Authors confirm that all relevant ethical standards for research conduct and dissemination have been met. The submitting author confirms that relevant ethical approval was granted, if applicable.

References

1. NHS England. Data on written complaints in the NHS, 2022-23 [Internet]. NHS Digital. 2023. Available from: https://digital.nhs.uk/data-and-information/publications/statistical/data-on-written-complaints-in-the-nhs/2022-23.

2. Sharon MW, Buttery A, Spearpoint K, Kneebone R. Transformative forms of simulation in health care – the seven simulation-based ‘I’s: a concept taxonomy review of the literature.

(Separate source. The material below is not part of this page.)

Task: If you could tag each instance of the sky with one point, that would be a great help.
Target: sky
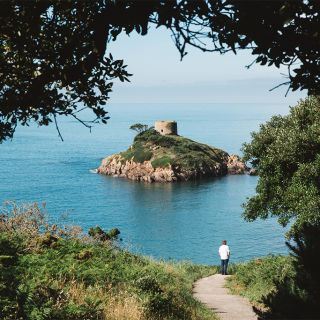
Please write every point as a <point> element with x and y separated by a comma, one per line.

International Journal of Healthcare Simulation. 2023.

3. Visscher K. Experiencing complex stakeholder dynamics around emerging technologies: a role-play simulation. European Journal of Engineering Education. 2023;1–19.

4. Brazil VA, Purdy E, Bajaj K. Simulation as an improvement technique. In: Dixon-Woods M, Brown K, Marjanovic S, Ling T, Perry E, Martin G, editors. Elements of Improving Quality and Safety in Healthcare. Cambridge University Press. 2023.